Editor:
As many have cynically suspected from the start, former cabinet minister Barry Penner confirmed on Sept. 14 in a meeting with local residents that the contentious Pender Harbour Dock Management Plan (DMP) is a strategic legal move by Premier Clark to end a string of lost Supreme Court decisions stretching from Calder, Delgamuek, Haida, to the recent Chilcotin verdict.
Penner underlined the intention of the province to demonstrate a reasonable attempt at accommodation with First Nations because a number of developments along the Fraser and Howe Sound are vulnerable to tenure challenges. Without tenure certainty, financial investments are on hold. The only avenue to overcoming the legal barrier is a clause in the Chilcotin decision leaving the door open to some form of reasonable act of reconciliation with First Nations from both the province and local citizens.

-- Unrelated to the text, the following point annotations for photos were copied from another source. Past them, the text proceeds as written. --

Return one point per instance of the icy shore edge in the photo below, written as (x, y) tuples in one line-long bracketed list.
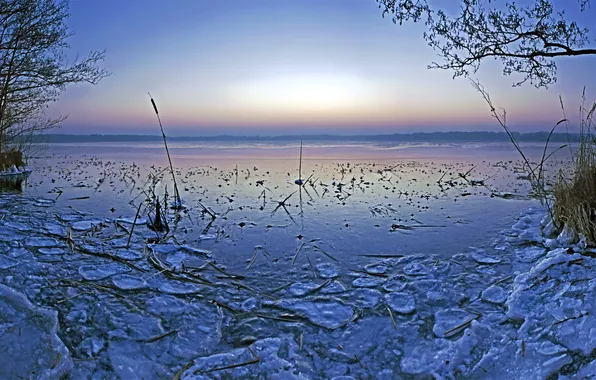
[(29, 344)]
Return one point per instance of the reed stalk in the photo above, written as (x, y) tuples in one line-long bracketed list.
[(178, 200)]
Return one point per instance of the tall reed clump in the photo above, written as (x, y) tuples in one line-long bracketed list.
[(536, 171), (571, 197), (177, 199), (575, 193)]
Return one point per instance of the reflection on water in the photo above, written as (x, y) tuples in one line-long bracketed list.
[(357, 200), (13, 183)]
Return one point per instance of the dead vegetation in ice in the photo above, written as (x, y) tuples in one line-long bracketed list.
[(137, 310)]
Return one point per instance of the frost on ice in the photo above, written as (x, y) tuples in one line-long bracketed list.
[(28, 342)]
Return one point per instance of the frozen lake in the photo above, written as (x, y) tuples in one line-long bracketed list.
[(389, 262)]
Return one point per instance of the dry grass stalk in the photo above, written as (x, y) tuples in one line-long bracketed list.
[(178, 200), (575, 194)]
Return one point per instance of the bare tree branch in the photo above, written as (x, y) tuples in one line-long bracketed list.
[(525, 39), (33, 66)]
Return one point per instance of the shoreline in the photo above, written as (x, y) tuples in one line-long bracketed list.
[(536, 332)]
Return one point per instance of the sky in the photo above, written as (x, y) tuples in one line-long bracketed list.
[(264, 67)]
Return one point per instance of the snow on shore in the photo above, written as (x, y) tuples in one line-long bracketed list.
[(522, 311), (29, 345)]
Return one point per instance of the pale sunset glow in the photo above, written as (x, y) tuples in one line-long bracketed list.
[(274, 66)]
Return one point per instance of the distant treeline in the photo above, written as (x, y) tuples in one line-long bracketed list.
[(396, 137)]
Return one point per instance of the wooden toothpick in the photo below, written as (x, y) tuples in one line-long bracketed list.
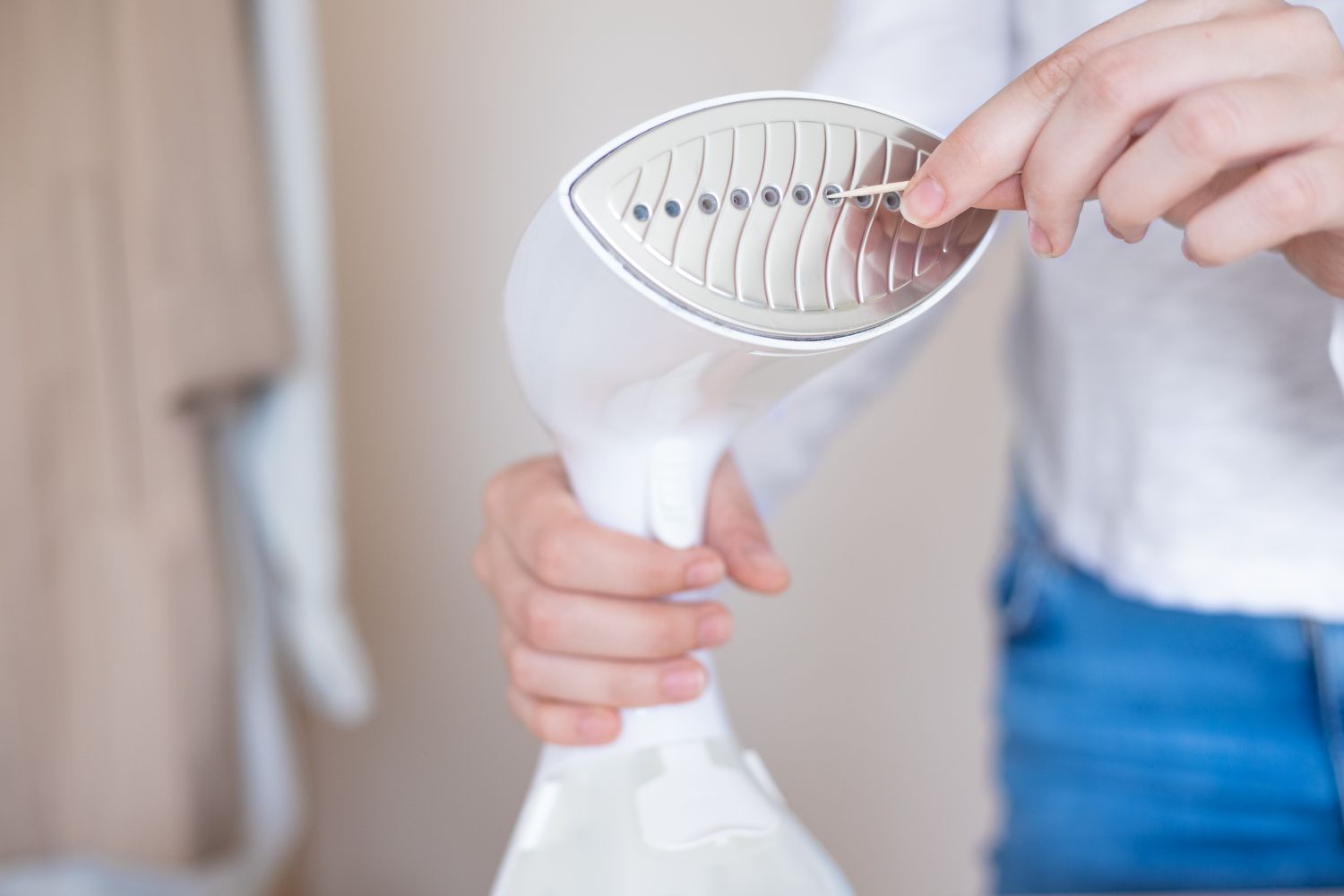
[(873, 191)]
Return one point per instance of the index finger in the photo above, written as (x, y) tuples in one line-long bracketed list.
[(547, 532), (991, 145)]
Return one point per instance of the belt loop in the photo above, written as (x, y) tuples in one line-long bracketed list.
[(1327, 649)]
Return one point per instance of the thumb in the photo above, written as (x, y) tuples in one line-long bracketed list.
[(734, 530)]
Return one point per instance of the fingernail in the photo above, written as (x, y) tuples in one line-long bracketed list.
[(596, 727), (924, 202), (1038, 239), (715, 629), (1185, 252), (683, 683), (761, 556), (703, 573)]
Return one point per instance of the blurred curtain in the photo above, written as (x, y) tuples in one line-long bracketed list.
[(139, 298)]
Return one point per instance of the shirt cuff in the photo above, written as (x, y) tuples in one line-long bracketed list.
[(1338, 340)]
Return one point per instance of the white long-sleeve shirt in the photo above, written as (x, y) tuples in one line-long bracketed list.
[(1180, 430)]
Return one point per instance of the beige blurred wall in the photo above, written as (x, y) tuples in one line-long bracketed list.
[(866, 686)]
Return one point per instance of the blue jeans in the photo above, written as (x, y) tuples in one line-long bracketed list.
[(1161, 750)]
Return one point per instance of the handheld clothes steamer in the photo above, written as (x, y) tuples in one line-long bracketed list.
[(680, 281)]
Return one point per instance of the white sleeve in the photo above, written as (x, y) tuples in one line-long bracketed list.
[(1338, 340), (933, 64)]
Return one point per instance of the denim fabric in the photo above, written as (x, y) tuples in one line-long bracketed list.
[(1161, 750)]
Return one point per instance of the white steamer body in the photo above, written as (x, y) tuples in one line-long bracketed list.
[(644, 340)]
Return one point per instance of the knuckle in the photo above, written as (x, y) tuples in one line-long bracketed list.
[(554, 723), (626, 689), (481, 563), (1204, 125), (554, 552), (518, 659), (494, 495), (1202, 249), (1116, 202), (1289, 195), (1311, 31), (1109, 80), (666, 632), (1053, 75), (542, 621), (1306, 19)]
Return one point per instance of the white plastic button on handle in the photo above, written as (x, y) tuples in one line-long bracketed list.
[(696, 801), (672, 506)]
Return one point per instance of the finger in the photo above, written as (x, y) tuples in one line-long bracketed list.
[(1225, 182), (1210, 131), (1292, 196), (548, 532), (604, 683), (1004, 196), (734, 530), (564, 723), (596, 626), (1120, 86), (994, 142)]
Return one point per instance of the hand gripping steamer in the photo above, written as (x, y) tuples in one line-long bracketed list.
[(680, 281)]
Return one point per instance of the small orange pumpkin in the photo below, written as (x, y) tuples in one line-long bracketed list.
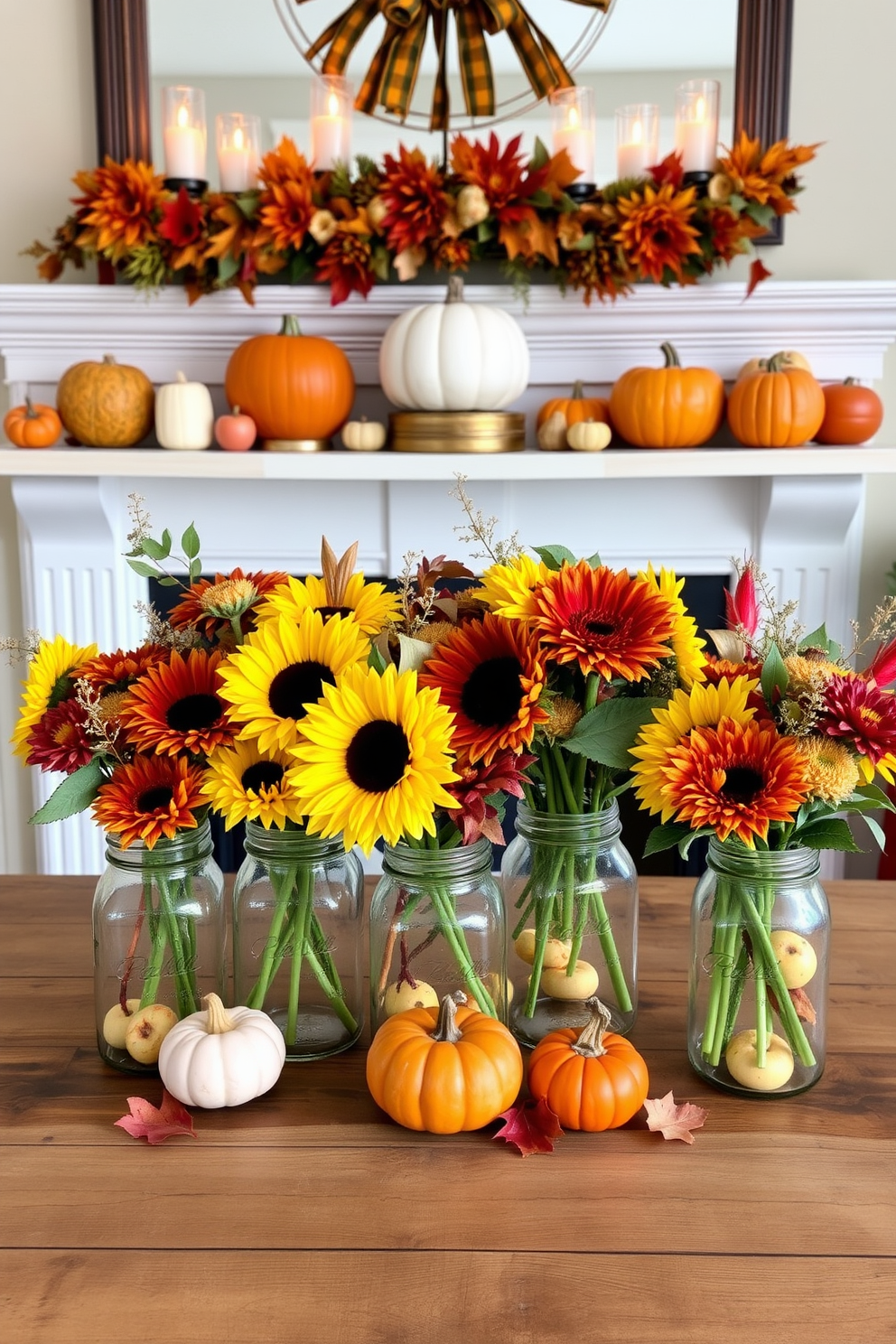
[(575, 409), (852, 413), (293, 386), (780, 407), (593, 1078), (667, 407), (443, 1071), (33, 425)]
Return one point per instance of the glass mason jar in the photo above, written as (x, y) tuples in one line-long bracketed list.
[(298, 903), (758, 994), (571, 891), (159, 941), (437, 925)]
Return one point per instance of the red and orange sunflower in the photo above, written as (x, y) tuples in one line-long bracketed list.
[(176, 707), (151, 798), (606, 622), (490, 675), (656, 233), (735, 779)]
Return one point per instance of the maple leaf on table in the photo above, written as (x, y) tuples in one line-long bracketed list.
[(531, 1126), (675, 1121), (156, 1125)]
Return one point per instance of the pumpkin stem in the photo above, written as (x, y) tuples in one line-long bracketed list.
[(590, 1041), (219, 1019), (455, 291), (446, 1027)]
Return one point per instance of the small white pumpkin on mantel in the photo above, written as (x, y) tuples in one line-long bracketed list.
[(454, 357), (184, 415)]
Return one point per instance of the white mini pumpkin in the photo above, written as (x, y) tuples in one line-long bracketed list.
[(184, 415), (454, 357), (222, 1057)]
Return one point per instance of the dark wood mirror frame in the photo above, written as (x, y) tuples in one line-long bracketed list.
[(121, 74)]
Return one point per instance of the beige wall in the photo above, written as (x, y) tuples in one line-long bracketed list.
[(841, 91)]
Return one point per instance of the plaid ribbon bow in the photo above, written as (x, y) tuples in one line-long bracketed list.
[(393, 73)]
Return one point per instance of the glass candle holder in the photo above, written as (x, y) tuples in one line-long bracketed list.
[(332, 101), (238, 140), (637, 139), (184, 137), (574, 129), (697, 124)]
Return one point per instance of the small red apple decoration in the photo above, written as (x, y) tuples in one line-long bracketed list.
[(236, 432)]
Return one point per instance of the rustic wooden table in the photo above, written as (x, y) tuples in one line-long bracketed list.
[(308, 1215)]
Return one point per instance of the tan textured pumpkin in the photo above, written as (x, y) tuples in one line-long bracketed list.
[(105, 405)]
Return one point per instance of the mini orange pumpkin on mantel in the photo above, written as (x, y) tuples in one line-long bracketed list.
[(667, 407)]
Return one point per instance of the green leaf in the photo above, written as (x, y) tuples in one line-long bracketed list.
[(554, 555), (74, 795), (606, 733), (830, 834), (190, 542), (774, 675)]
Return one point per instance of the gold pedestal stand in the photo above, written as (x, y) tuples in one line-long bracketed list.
[(457, 432)]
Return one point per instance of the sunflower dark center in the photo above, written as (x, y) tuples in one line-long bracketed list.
[(742, 784), (151, 800), (297, 686), (193, 711), (492, 693), (377, 756), (264, 774)]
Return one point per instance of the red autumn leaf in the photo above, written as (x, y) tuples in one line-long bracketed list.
[(156, 1125), (531, 1125), (757, 275), (675, 1121)]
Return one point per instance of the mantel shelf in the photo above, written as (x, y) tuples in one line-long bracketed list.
[(529, 465)]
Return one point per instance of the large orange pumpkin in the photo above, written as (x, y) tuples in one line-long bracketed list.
[(592, 1078), (293, 386), (852, 413), (443, 1071), (105, 405), (780, 407), (667, 407)]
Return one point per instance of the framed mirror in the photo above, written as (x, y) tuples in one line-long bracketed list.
[(129, 70)]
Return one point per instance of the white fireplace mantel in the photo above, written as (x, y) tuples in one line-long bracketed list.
[(798, 511)]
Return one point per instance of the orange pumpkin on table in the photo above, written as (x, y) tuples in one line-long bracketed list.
[(667, 407), (293, 386), (778, 407)]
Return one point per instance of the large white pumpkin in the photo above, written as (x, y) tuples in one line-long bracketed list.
[(454, 357)]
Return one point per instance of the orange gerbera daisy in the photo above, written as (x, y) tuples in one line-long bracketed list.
[(151, 798), (118, 206), (490, 675), (656, 231), (176, 707), (606, 622), (736, 779)]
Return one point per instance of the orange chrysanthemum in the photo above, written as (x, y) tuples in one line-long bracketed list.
[(118, 207), (151, 798), (490, 675), (176, 707), (606, 622), (735, 779), (656, 233)]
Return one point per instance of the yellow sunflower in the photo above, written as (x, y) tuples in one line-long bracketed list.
[(686, 643), (374, 758), (702, 707), (369, 603), (509, 588), (245, 784), (270, 680), (49, 683)]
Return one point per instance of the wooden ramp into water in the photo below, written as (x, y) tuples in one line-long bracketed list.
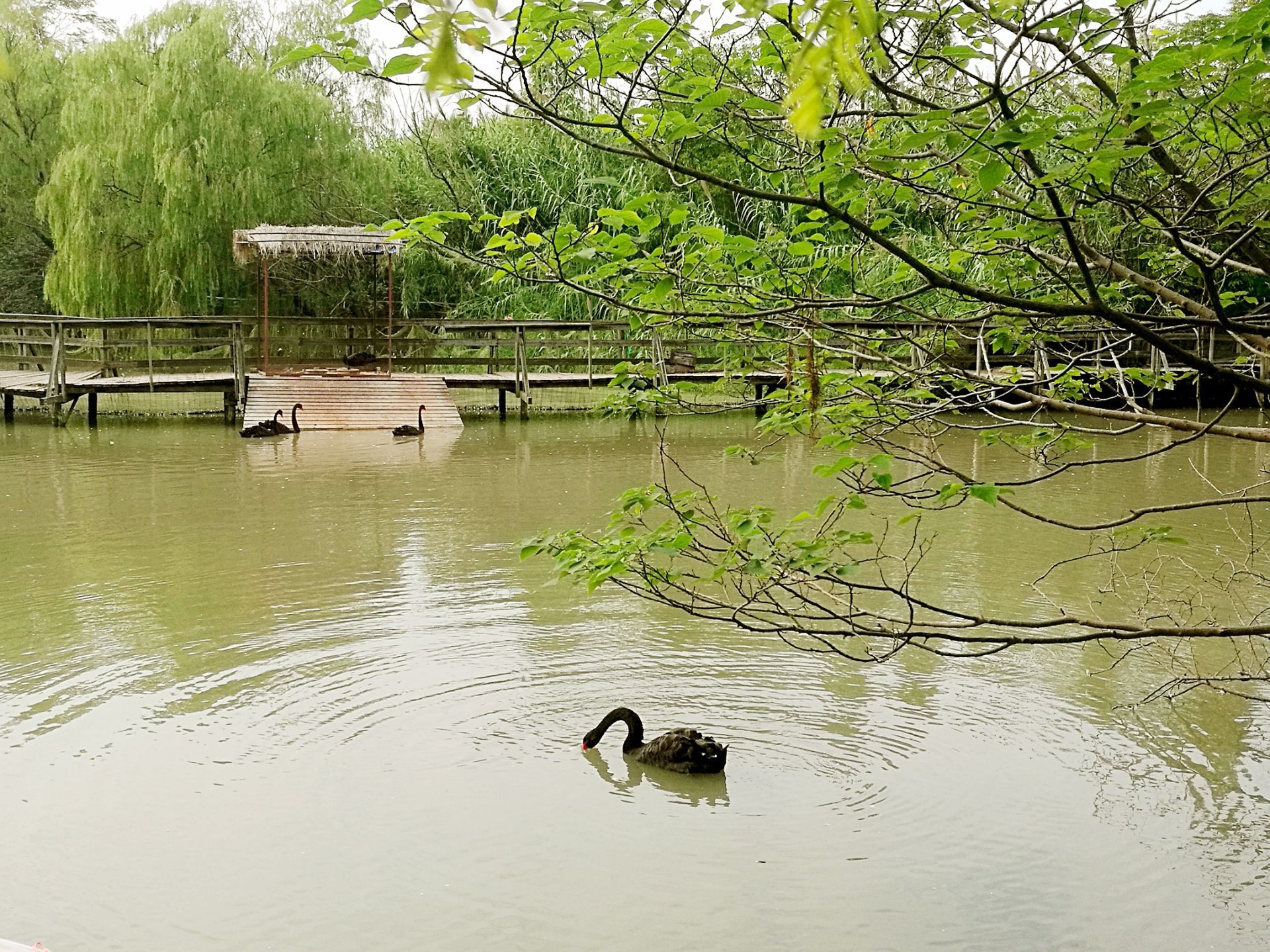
[(352, 401)]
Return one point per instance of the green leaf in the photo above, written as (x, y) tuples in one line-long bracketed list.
[(364, 11), (400, 65), (992, 175), (984, 492)]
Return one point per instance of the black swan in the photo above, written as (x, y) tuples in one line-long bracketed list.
[(405, 429), (361, 360), (683, 750), (266, 428), (295, 423)]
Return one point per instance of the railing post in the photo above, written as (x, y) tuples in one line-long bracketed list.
[(523, 374), (238, 367), (659, 360), (262, 329), (55, 394), (150, 354)]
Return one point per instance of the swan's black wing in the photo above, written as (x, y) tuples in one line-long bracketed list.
[(685, 750)]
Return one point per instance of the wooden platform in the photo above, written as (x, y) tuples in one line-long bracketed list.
[(361, 401)]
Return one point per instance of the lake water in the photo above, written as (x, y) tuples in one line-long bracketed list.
[(302, 694)]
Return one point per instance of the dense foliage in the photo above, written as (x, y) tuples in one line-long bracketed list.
[(1064, 183)]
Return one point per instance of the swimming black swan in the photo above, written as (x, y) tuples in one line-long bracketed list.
[(362, 360), (295, 423), (266, 428), (405, 429), (683, 749)]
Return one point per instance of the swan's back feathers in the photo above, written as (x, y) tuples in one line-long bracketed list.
[(685, 750)]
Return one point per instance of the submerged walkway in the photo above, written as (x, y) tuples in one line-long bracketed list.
[(338, 397)]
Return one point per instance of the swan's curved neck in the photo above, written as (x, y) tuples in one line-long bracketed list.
[(634, 728)]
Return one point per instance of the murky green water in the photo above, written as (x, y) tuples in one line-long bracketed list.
[(302, 695)]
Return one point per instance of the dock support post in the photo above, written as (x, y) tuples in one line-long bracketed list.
[(55, 394), (523, 372)]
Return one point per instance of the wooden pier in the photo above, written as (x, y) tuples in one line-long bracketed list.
[(59, 361), (342, 401)]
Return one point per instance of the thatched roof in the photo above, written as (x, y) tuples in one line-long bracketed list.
[(312, 241)]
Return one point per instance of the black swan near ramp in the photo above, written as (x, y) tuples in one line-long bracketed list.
[(405, 429), (683, 750), (266, 428), (295, 423)]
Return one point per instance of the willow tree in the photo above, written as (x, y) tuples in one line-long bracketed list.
[(1049, 179), (178, 134), (36, 40)]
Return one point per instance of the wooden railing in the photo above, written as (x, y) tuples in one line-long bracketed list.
[(121, 347), (167, 346)]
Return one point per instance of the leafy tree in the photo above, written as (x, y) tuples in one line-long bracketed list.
[(36, 40), (181, 132), (1060, 183)]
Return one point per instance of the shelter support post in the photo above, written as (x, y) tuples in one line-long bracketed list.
[(263, 329), (389, 264)]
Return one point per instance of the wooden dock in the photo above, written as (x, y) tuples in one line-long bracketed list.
[(352, 401), (333, 399)]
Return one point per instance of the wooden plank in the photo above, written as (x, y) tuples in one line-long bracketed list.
[(352, 401)]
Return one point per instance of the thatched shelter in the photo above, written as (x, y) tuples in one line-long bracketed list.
[(312, 241), (266, 243)]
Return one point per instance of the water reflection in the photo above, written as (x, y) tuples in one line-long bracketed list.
[(308, 651), (694, 790)]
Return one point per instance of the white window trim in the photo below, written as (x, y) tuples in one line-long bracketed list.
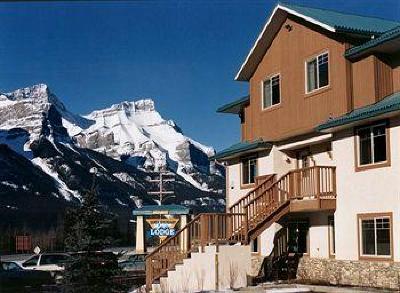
[(376, 240), (242, 168), (306, 73), (370, 127), (270, 77)]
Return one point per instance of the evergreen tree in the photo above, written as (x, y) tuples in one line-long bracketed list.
[(87, 231)]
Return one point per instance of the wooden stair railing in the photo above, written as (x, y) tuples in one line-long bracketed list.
[(261, 187), (203, 230), (318, 182), (254, 209)]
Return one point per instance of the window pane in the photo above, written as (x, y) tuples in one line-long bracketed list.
[(365, 146), (267, 94), (323, 70), (368, 237), (276, 95), (253, 170), (245, 172), (383, 236), (379, 143), (311, 75)]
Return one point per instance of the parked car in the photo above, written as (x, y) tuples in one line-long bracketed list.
[(135, 262), (13, 278), (46, 262)]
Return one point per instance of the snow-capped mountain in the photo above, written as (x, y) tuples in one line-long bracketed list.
[(46, 153), (136, 132)]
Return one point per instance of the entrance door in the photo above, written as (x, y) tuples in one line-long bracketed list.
[(298, 236), (302, 180)]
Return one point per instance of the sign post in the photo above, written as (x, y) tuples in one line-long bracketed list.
[(162, 221)]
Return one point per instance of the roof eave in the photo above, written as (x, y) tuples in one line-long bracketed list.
[(240, 76), (232, 155), (357, 122)]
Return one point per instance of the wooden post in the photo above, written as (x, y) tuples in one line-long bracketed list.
[(318, 179), (203, 231), (334, 181), (149, 274), (216, 231), (245, 226)]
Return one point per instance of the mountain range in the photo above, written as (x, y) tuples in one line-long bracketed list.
[(47, 152)]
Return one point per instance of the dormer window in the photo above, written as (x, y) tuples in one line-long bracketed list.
[(317, 72), (271, 91)]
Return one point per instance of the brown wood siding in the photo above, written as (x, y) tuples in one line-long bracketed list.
[(383, 79), (298, 112), (396, 79), (372, 81), (364, 87)]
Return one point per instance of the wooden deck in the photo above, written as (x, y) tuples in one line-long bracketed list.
[(310, 189)]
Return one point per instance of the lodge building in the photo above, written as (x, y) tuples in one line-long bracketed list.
[(317, 169)]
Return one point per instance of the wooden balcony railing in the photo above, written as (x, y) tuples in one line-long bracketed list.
[(308, 183), (257, 207), (203, 230), (261, 187)]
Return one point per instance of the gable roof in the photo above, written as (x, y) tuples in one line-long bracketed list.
[(234, 107), (329, 20), (389, 41), (388, 106)]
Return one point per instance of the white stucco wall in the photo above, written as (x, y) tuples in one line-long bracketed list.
[(369, 191)]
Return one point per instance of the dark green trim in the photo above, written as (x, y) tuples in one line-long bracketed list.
[(387, 105), (241, 147), (234, 107), (360, 50)]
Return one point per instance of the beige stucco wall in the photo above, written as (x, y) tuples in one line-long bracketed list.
[(369, 191), (280, 162)]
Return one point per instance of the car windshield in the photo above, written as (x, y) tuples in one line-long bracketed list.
[(53, 259), (10, 266), (31, 262)]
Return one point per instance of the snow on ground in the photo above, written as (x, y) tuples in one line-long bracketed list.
[(120, 202), (62, 187), (9, 184)]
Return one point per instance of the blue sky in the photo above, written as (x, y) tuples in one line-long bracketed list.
[(183, 54)]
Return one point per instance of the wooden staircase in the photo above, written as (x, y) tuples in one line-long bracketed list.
[(307, 189)]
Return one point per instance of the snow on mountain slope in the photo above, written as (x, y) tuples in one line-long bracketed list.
[(136, 131), (132, 132), (24, 108)]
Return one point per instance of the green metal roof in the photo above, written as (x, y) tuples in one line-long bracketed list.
[(386, 37), (387, 105), (171, 209), (346, 22), (234, 107), (241, 147)]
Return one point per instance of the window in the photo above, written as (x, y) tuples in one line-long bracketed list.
[(271, 92), (372, 144), (249, 170), (375, 236), (317, 72), (331, 227)]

Climate activists are sympathetic to First Nations when it comes to protecting the coast from the danger of tankers, pipelines and coal ports. Just what will be acceptable to reach an accommodation is an open question.
Certainly Pender residents are feeling let down by their elected representatives. Penner implied that local folks shouldn’t be too hopeful of changing what appears to be a done deal.
Penner will submit his recommendations to Premier Clark after the federal election on Oct. 19 when the political landscape will be different. Meanwhile local residents are looking at the DMP from the point of view of pawns in a chess game by B.C. to cosmetically dress up its legal groundwork in its struggles over land claims.
Hardly a principled approach to public transparency and democracy!